Oh, that's high drama. You can see it now, Foley getting all worked up and crying like a baby so he can play the Post like a fiddle. Good show for a great Post audience. His father, by the way, had treatable prostate cancer for weeks before the resignation (and he's apparently doing fine today, the disgusting revelations about his son notwithstanding).

It was a political dog-and-pony show and the Post sopped it up like gravy on a plate. Hell, everybody that isn't a Palm Beach reporter knows Foley quit that race because he was paralyzed by the truth, namely that he was a gay Republican hypocrite (and Internet sexual predator, let's not forget). Even the New York Times -- which obviously did a lame clip job based on badly done stories for it's background today -- got that right:

Many believed he had left the race to avoid questions about his sexual orientation.
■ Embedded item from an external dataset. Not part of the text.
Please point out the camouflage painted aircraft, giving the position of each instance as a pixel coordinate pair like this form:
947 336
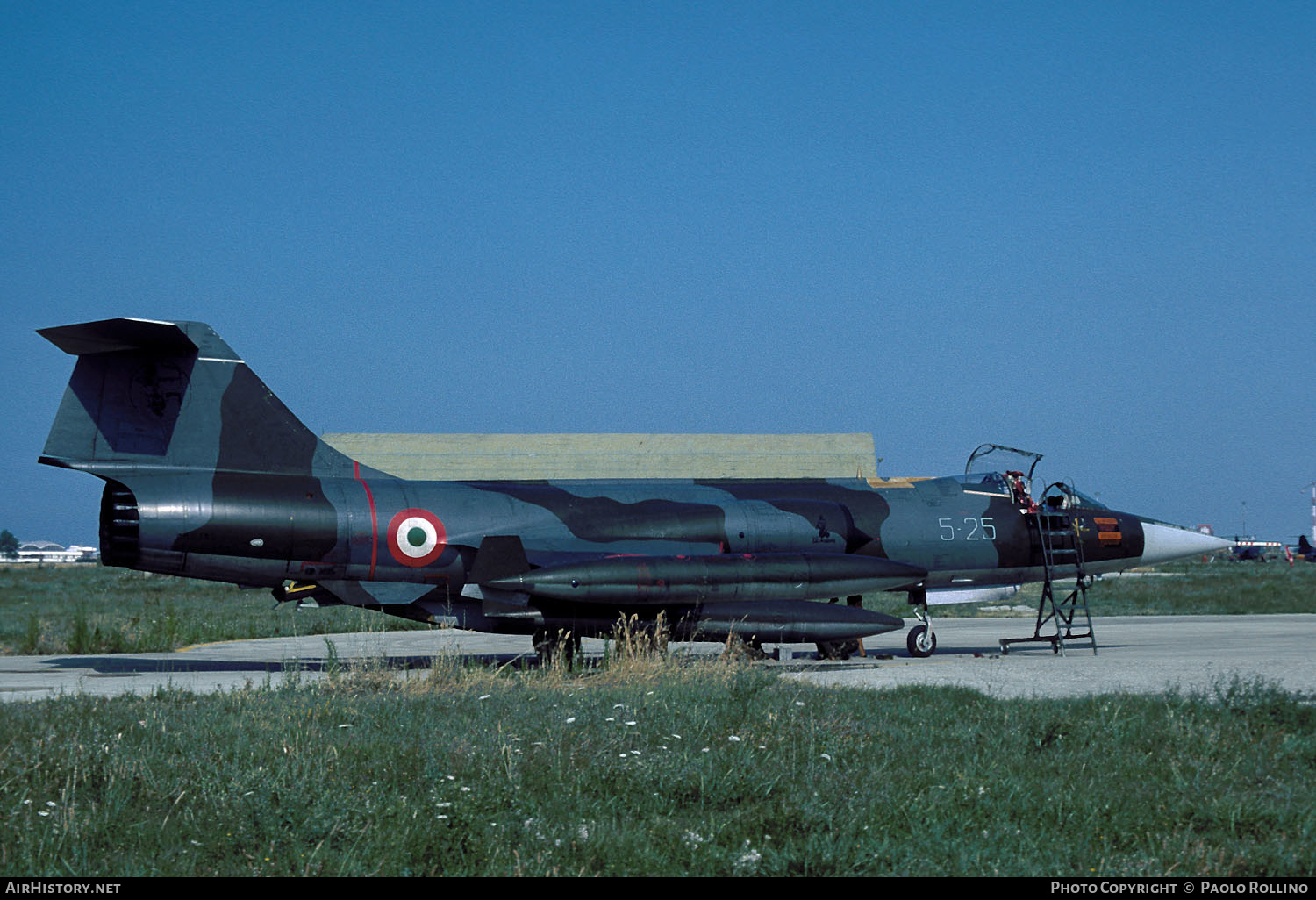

"There were accusations made that he was gay, and clearly that had an impact on him deciding not to run for Senate," said Jim Kane, the chief pollster for Florida Voter, a nonpartisan polling organization. "He knew the scrutiny was clearly going to be much different once he stepped up a notch."


(I'm not going to get into the problems of citing Jim Kane -- a lobbyist and do-boy for the (Republican) Forman family -- as a "non-partisan" source.)

Foley's disgraceful exit certainly has value (in addition to the fact that it may help end the GOP's disastrous hold on all three branches of the federal government). It's revealing how the Palm Beach Post has skewed the truth for its favorite congressman. So far, it's sticking with the embarrassing gameplan, but hopefully the decision-makers in that newsroom will wake up and do their jobs.